Land of Dreams at MOCA Toronto is Neshat’s first major exhibition in Canada in twenty years. On view from March 10–to July 31, 2022, the exhibition reveals the convergence of photography and film in Neshat’s art and brings together four bodies of work: Women of Allah (1993–97), Rapture (1999), Roja (2016), and Land of Dreams (2019). The public programmes and a short documentary in Farsi (on view at MOCA) that accompany Neshat’s exhibition have been curated and produced by Farnoosh Talaee.
Please note that the conversation will take place offsite at Paradise Theatre, the location of which can be found below. Masks must be worn indoors during the programme and may be pulled down when actively eating and/or drinking. Refreshments are available to purchase at the theatre.
Biographies
Shirin Neshat is an Iranian-born artist and filmmaker living in New York.
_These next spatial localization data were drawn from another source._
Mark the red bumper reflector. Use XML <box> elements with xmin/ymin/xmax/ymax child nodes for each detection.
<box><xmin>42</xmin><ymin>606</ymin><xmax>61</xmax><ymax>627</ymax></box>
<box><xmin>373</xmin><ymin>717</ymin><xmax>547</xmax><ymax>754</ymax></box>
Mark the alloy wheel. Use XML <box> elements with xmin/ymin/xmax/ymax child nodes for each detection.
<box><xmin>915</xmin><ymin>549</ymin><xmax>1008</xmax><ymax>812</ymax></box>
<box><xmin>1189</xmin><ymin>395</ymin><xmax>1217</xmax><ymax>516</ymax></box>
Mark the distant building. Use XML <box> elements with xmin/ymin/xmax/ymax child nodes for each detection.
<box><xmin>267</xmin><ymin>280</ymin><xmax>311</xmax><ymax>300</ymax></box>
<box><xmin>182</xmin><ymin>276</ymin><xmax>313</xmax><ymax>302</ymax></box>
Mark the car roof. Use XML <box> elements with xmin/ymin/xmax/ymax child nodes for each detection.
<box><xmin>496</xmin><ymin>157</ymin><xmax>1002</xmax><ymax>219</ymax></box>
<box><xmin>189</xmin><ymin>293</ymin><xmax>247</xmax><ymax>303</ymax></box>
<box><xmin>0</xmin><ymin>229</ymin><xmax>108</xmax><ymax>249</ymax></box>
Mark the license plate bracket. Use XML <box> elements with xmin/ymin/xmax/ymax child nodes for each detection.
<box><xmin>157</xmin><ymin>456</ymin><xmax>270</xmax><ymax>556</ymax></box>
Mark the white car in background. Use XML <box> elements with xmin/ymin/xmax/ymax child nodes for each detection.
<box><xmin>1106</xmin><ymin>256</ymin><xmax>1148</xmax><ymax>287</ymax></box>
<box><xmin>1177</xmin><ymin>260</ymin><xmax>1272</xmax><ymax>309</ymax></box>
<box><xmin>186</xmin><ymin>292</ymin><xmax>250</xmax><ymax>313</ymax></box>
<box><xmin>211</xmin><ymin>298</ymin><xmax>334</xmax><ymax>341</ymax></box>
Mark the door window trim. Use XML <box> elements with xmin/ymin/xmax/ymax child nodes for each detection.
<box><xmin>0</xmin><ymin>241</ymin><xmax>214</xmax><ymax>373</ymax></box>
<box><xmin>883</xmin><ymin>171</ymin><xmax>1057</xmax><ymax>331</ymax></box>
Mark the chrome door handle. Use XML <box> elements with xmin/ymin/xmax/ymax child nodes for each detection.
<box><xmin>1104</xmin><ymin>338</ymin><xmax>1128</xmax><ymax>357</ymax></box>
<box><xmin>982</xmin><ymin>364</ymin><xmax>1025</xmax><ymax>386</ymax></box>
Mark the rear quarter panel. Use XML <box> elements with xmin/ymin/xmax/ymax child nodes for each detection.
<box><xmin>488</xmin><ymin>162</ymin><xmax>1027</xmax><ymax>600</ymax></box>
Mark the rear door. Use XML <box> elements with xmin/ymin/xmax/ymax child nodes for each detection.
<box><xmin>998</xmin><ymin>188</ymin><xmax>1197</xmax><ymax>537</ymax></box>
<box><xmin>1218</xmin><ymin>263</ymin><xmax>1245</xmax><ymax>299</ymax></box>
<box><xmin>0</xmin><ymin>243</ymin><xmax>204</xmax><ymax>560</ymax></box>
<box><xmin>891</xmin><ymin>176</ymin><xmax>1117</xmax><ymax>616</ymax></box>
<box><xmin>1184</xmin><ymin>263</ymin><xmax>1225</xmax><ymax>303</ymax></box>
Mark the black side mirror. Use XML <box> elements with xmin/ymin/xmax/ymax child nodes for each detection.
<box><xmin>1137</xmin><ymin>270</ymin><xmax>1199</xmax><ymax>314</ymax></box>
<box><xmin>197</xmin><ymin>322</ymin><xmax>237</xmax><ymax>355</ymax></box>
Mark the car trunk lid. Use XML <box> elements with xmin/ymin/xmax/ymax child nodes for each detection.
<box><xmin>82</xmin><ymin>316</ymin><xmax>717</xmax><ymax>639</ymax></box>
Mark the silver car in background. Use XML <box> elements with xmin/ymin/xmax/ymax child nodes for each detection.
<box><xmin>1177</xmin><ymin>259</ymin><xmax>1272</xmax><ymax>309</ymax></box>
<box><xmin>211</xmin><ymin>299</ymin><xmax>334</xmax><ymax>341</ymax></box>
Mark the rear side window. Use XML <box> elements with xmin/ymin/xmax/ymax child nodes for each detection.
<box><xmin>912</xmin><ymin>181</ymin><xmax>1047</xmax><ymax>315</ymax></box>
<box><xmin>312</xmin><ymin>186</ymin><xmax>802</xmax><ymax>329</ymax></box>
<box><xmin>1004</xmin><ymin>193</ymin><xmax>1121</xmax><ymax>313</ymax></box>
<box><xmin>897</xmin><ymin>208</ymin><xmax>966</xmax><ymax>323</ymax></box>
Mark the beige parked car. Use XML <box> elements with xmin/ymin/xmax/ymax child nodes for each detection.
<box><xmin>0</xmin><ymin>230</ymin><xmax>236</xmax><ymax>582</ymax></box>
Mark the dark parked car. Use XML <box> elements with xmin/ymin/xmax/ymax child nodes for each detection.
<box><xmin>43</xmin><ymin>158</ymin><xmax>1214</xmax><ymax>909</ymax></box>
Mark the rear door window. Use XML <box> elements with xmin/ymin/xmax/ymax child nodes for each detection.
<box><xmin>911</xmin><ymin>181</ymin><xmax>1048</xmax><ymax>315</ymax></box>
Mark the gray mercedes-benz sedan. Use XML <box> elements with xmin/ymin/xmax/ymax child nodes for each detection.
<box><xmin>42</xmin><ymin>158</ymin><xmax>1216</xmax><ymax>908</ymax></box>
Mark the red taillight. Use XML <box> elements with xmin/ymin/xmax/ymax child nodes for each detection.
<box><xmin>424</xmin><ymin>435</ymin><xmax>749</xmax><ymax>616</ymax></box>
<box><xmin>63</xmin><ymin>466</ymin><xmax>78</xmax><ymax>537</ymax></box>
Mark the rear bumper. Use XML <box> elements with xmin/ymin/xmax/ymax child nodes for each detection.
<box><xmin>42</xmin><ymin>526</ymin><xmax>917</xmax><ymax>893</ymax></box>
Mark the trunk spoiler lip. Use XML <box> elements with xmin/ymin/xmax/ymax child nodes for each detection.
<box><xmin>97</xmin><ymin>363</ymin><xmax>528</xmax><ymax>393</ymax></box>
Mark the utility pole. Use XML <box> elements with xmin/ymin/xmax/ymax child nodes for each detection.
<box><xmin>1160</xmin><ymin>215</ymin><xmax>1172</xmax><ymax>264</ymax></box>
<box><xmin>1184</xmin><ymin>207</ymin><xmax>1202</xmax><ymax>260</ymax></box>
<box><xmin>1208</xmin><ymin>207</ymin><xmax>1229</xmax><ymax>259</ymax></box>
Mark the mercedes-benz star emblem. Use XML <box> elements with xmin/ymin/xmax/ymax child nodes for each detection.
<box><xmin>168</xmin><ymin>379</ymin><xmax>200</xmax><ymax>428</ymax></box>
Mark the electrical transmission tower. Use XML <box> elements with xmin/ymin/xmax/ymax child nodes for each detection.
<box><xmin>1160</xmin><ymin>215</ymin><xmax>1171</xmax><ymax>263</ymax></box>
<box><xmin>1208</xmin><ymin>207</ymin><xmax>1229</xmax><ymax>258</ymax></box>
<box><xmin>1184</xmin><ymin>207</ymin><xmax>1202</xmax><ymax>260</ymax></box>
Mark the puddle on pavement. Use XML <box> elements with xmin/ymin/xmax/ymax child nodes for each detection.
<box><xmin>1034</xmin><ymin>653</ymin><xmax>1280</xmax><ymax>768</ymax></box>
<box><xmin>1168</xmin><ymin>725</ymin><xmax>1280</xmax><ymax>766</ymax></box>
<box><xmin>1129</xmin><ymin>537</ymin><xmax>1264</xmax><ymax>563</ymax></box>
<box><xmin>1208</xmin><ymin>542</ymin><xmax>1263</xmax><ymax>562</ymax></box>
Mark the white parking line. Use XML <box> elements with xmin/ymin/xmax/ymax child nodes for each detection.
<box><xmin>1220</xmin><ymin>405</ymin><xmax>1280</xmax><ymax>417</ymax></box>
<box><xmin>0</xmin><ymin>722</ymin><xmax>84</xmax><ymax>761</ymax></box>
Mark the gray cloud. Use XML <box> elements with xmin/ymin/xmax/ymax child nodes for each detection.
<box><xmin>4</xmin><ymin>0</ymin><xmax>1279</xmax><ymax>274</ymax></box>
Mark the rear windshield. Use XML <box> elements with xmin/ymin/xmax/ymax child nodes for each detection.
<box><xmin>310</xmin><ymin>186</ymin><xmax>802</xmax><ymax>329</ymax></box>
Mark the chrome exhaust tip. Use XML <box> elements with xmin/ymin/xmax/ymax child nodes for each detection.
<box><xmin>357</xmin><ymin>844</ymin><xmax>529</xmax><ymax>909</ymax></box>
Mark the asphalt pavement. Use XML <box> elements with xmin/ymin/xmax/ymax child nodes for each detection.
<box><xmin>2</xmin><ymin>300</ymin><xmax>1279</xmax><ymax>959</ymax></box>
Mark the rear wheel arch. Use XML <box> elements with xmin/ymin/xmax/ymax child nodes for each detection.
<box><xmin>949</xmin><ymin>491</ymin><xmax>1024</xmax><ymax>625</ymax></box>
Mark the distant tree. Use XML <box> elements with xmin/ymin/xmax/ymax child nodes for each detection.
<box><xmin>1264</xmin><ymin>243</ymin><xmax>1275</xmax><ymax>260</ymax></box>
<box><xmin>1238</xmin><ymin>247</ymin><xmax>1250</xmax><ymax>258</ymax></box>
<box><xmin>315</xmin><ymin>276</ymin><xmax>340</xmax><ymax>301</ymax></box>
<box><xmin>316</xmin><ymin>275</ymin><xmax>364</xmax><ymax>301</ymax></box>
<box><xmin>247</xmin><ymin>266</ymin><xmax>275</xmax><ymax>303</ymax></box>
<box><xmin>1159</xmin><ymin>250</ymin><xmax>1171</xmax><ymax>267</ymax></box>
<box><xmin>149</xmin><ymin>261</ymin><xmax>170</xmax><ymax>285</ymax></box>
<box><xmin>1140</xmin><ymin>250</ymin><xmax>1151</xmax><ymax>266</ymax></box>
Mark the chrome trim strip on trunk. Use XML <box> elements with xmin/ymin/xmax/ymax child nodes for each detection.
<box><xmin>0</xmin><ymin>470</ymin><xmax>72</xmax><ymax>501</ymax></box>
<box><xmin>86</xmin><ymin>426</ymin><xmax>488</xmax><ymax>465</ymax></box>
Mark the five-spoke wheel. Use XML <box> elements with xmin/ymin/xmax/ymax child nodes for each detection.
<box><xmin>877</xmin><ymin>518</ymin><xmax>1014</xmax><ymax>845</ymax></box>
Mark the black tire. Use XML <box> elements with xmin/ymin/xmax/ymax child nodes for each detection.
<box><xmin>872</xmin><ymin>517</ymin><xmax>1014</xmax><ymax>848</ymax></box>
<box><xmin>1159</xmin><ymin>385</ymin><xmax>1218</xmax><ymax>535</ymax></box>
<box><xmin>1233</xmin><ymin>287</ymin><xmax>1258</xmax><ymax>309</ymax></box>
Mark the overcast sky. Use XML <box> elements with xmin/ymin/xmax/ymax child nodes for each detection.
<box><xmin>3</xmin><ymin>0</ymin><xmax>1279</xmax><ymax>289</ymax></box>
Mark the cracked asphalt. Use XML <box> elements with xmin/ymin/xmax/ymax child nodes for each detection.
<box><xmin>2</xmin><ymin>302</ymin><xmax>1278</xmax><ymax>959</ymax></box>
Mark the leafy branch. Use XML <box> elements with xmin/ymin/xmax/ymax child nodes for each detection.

Neshat works and continues to experiment with the mediums of photography, video and film, which she imbues with highly poetic and politically charged images and narratives that question issues of power, religion, race, gender and the relationship between the past and present, occident and orient, individual and collective through the lens of her personal experiences as an Iranian woman living in exile.
Neshat has held numerous solo exhibitions at museums internationally including most recently at the Pinakothek der Moderne, Munich; Modern Art Museum of Fort Worth; and The Broad, Los Angeles.
Neshat has directed three feature-length films, Women Without Men (2009), Looking for Oum Kulthum (2017), and most recently Land of Dreams (2021.)
She is represented by Gladstone Gallery in New York and Goodman Gallery in London.
Zaynê Akyol received a BA in Communications, specializing in Cinema from the Université du Québec à Montréal (UQAM), where she was awarded the prize for most promising documentary filmmaker by the René Malo Chair, associated with UQAM and the National Film Board of Canada.
In 2010, Akyol released the documentary, Iki Bulut Arasinda (Under Two Skies), which won prizes in Canada before touring internationally. She went on to direct her first feature documentary, Gulîstan, Land of Roses, which draws a human portrait of Kurdish women guerrillas fighting against Daesh (the Islamic State). Completed in 2016, the film was widely celebrated, earning more than 80 international festival nominations as well as 12 awards, including the Doc Alliance at the Locarno Film Festival.
In 2018 Akyol presented her first photographic exhibition Rojekê, One Day, while her second is expected with the release of her next film ROJEK in 2022.